The last good day

Piedmont Park Atlanta
Piedmont Park at sunset

Photograph by Marilyn Nieves / iStock / Getty Images Plus

It was just a month ago, but it feels more like a long-lost scene, lived out by a version of myself I no longer know. It was a sunny Saturday in mid-March, one I have come to think of in the weeks since as “the last good day.”

Like many other weekend mornings for me, it started with a workout at Vesta Movement, a kickboxing gym on Ponce. The large garage doors were open and the smell of fresh grass trimmings from the man weed-whacking across the street wafted in. At the end of class, as we cooled down, I laid on the mat and looked up at my reflection in the window pane.

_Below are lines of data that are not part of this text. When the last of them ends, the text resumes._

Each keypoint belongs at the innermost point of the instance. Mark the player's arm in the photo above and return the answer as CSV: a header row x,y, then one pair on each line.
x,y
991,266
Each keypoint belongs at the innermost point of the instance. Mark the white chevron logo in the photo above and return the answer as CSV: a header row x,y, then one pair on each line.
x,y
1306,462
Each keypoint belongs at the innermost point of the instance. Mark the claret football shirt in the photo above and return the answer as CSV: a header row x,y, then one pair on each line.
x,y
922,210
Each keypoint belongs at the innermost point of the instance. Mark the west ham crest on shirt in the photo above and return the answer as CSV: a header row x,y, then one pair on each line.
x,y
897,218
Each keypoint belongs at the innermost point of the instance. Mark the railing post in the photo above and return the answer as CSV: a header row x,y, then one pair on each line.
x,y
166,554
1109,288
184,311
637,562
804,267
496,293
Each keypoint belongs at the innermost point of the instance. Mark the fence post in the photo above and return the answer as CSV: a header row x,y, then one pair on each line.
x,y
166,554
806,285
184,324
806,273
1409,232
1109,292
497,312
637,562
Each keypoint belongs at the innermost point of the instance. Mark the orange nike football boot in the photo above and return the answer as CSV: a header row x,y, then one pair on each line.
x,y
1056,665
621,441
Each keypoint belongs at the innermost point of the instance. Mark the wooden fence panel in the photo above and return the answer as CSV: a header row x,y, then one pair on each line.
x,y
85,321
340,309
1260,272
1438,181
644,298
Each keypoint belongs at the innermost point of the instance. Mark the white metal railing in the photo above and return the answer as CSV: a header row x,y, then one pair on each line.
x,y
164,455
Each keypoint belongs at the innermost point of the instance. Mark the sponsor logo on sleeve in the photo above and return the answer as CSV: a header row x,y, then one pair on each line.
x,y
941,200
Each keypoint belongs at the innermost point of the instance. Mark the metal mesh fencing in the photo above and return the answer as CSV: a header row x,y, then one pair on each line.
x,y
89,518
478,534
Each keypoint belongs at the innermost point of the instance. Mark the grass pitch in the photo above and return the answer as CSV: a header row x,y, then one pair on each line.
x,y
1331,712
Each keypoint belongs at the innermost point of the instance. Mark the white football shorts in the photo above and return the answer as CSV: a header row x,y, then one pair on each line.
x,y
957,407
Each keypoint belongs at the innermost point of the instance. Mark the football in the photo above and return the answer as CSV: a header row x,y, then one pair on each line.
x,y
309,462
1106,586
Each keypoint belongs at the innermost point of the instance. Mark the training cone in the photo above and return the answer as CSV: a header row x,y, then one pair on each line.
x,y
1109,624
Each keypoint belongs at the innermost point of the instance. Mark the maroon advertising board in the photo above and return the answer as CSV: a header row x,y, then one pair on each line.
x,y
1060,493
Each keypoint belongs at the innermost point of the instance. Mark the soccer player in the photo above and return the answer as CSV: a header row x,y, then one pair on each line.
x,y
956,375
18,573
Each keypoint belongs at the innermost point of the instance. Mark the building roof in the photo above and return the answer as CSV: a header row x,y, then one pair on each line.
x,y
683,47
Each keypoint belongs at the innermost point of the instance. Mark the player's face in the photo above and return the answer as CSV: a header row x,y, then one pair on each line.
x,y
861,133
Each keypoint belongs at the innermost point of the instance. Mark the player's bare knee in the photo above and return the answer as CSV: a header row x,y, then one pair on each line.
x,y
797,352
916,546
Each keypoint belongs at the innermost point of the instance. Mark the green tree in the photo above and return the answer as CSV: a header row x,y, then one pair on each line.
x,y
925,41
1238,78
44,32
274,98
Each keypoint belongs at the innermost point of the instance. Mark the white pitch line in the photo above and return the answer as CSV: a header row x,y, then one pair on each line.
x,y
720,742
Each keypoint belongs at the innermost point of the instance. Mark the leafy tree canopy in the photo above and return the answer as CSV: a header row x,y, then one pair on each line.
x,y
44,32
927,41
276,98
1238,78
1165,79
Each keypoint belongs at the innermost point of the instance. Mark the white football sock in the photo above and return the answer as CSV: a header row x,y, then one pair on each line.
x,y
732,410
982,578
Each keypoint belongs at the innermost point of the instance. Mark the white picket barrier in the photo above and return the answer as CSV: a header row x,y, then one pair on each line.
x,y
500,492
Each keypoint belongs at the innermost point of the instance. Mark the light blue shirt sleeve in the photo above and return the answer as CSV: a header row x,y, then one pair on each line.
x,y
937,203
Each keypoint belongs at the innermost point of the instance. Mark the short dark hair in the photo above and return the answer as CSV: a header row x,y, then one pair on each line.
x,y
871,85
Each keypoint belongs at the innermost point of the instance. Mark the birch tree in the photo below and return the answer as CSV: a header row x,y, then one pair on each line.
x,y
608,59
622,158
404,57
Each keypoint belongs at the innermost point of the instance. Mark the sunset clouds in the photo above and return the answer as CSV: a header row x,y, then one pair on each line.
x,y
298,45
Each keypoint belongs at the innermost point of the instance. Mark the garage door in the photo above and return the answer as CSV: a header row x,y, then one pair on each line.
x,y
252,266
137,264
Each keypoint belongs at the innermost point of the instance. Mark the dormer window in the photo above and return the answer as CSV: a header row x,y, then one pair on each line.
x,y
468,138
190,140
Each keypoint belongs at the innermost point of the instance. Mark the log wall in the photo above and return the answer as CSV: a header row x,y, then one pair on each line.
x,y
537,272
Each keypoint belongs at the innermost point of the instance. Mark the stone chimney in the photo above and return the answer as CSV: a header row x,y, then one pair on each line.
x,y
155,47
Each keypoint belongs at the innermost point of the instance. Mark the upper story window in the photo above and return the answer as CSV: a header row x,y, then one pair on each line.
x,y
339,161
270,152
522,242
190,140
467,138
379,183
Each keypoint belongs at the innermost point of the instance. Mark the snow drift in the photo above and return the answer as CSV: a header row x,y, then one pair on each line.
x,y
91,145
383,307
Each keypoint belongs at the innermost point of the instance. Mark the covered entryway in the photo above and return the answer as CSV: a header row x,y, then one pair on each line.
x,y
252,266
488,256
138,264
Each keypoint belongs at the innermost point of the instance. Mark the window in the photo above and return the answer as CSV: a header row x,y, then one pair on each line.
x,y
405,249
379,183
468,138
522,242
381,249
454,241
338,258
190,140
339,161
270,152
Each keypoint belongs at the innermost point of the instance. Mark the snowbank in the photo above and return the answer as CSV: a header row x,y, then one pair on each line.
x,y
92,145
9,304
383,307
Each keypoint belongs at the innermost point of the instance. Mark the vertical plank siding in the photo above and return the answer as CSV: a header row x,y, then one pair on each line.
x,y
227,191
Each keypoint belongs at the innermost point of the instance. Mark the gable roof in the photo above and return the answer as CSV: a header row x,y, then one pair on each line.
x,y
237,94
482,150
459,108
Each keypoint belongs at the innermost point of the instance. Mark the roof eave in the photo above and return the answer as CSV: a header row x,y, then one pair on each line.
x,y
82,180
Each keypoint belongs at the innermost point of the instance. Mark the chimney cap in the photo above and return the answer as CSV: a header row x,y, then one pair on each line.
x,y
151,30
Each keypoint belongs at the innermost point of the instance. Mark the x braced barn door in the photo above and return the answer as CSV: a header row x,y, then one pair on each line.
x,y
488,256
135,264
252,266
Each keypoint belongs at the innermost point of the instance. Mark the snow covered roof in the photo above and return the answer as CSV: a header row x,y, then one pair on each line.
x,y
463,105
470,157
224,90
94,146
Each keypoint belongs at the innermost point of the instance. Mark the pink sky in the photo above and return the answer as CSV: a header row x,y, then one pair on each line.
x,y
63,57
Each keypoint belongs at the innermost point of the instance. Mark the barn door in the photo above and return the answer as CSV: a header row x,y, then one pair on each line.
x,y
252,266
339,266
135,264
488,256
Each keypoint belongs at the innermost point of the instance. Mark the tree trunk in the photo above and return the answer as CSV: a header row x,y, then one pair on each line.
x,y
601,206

I remember feeling a little bit invincible. That emotion is what has kept me coming back to this gym for years: sometimes the classes crush me; sometimes I crush them. Either outcome leaves me wanting more. This day, I felt victorious. The “attendance” section on Vesta’s app shows it was the last time I was there.

After, I stopped at the tailor in the plaza next door. The owner was wearing rubber gloves and wiping down the handle and glass door with disinfectant spray. I’ve gotten in the habit of bringing things here that don’t really need to be altered, like the black slip dress I was picking up, because I adore the couple who run the place. I don’t know their names, but they call every piece of clothing “beautiful,” even my Gap pants and Old Navy dresses. They only accept cash and don’t call when your garment is ready—just come back on the date on the slip. On my way out the door, which the owner opened for me using her gloved hand, I told them to please stay safe. I’d be back.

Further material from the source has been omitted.